7. Brazilian Sugarcane Facilities are Ready to Trade Clean Energy. In a positive sign that Americans will soon have greater access to cleaner, advanced renewable fuels, 107 Brazilian sugarcane processing facilities have successfully registered with the Environmental Protection Agency (EPA), paving the way for sugarcane ethanol to assist the U.S. in meeting new environmental requirements.

6. ITC Announces Huge Savings Without Tariff. The International Trade Commission concluded in their most recent report that American consumers would benefit by $1.5 billion annually by 2015 if the high tariff rates were removed.  The 2011 report represents a huge increase in savings from the $350 million estimated in the 2009 report.

5. America’s Ethanol Industry is Booming. Strong competition benefits consumers, so we are thankful that the U.S. ethanol industry is expected to export three times more ethanol in 2011 than in 2010.  This solidifies the U.S. as the world’s largest ethanol exporter and underscores the fact that producers are in better shape than ever to end the subsidies, level the playing field, and handle increased competition.

4. An Outpouring of Editorial Support. Since we started the Sweeter Alternative campaign last year, over 228 editorial writers, op-ed contributors and letters to the editor have run in newspapers around the country supporting ethanol reform and asking that America’s renewable fuels market be open to real competition that will benefit consumers.

3. Ethanol Producers Say Time to End It. In a noteworthy departure from past years, domestic ethanol producers have finally gotten behind the idea that everyone has to do their part in this economic environment.  Organizations like National Corn Growers Association, Renewable Fuels Association, American Coalition for Ethanol, Growth Energy and Green Plains Renewable Energy all agree that it’s time to end the 30 year subsidy, and conclude that the ethanol industry is strong enough to survive without it.  See a list of select quotes here.

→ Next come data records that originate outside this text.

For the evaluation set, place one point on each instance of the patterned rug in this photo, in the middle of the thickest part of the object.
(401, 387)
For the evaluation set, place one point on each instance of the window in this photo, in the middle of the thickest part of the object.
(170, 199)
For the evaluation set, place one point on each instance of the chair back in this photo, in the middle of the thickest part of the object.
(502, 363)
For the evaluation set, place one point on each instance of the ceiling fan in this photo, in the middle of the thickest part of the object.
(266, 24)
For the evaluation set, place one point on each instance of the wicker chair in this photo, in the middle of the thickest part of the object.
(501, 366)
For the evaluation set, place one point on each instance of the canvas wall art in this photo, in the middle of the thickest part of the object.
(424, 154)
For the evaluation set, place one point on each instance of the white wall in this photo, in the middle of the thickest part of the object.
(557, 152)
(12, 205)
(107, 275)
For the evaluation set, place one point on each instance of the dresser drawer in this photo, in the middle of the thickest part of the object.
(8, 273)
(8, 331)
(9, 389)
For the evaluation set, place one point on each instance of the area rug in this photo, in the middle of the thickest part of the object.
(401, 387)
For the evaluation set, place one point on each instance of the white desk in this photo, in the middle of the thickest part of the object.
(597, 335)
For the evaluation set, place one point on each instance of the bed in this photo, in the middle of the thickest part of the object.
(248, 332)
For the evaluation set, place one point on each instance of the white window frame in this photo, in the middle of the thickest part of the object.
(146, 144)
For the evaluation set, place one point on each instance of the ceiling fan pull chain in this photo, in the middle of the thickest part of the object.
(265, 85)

2. Senate Says No. On June 16th, clean energy advocates experienced one of our most substantial victories of 2011 when the Senate passed the Coburn-Feinstein amendment by an overwhelming margin of 73 - 27 to end the ethanol tax credit and import tariff.  This bi-partisan vote sent a strong signal that it’s time to reform U.S. ethanol policy and develop a global market for clean energy.

1. Trade Barrier About to Come Down. We are most thankful that 33 days from today, America will take an important step towards creating a global market for the free trade of renewable energy when the 30-year-old subsidy and tariff expire at the end of the year.  So this year we are both thankful and optimistic that the time has finally come to end the $6 billion annual taxpayer handouts and lower fuel prices giving us access to cleaner, more affordable renewable fuels like sugarcane ethanol.